When the Threat Becomes Criminal
Joseph LaForte, the chief executive of Par Funding, received a sentence of 15 and a half years in federal prison in March 2025 for RICO conspiracy, securities fraud, and related offenses. The enterprise he directed had collected from merchants through threats of violence. The court imposed a forfeiture judgment of $120 million and restitution of $314 million. Par Funding employed an individual the government described as an "enforcer," who received a separate sentence of 11 and a half years.
That case occupied the extreme end of the spectrum. But the spectrum itself is continuous. A threat to destroy a merchant's business relationships, a false claim that legal proceedings have been initiated, a statement that a merchant's personal assets will be seized without judicial process, these are acts that may constitute criminal coercion, criminal fraud, or both, depending on the jurisdiction and the specificity of the misrepresentation.
The merchant who receives such a threat is not a debtor managing a collection dispute. The merchant is a victim of a crime.
The Institutional Response Is Accelerating
In January 2025, the New York Attorney General announced the Yellowstone Capital settlement: $1.065 billion in judgments, $534 million in cancelled merchant debt, 18,000 impacted businesses. That enforcement action did not originate in a legislative chamber or a regulatory hearing. It originated in the accumulated complaints of merchants who documented the conduct they experienced and reported it to the state.
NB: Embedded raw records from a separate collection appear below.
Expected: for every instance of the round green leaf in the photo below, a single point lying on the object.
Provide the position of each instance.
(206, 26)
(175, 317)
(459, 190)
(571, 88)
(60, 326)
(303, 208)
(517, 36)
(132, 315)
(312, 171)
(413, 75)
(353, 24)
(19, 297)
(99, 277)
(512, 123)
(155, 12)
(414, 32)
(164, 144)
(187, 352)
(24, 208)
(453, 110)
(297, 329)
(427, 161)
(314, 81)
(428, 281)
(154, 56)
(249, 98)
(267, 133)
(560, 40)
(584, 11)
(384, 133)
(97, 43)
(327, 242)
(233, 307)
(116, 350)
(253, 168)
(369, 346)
Every complaint filed with a state attorney general, every report submitted to the FTC, every record preserved and transmitted to a regulatory body contributes to the evidentiary foundation upon which enforcement actions are constructed. The Yellowstone settlement was built over years, from thousands of individual accounts of predatory conduct. Each account, in isolation, appeared insufficient. In aggregation, they produced the largest MCA enforcement action in history.
The Funder Depends on Your Isolation
The entire strategy presumes that the merchant will respond alone, will negotiate alone, will capitulate alone. A merchant who retains counsel, who files complaints with regulatory authorities, who documents and preserves evidence of unlawful contact, has exited the framework the funder constructed. The funder's advantage was informational asymmetry. That advantage dissolves upon the merchant's first communication with an attorney who recognizes the instrument for what it is.
We have represented merchants who believed they owed debts that did not exist, who believed they had signed agreements that were enforceable when those agreements were void, who believed they had no recourse when multiple avenues of relief were available. In each instance, the funder's strategy depended on the merchant's belief. Not on the law. On the belief.
A threat has precisely the power one assigns to it. The assignment should be made by counsel, not by the recipient of a voicemail at six in the morning.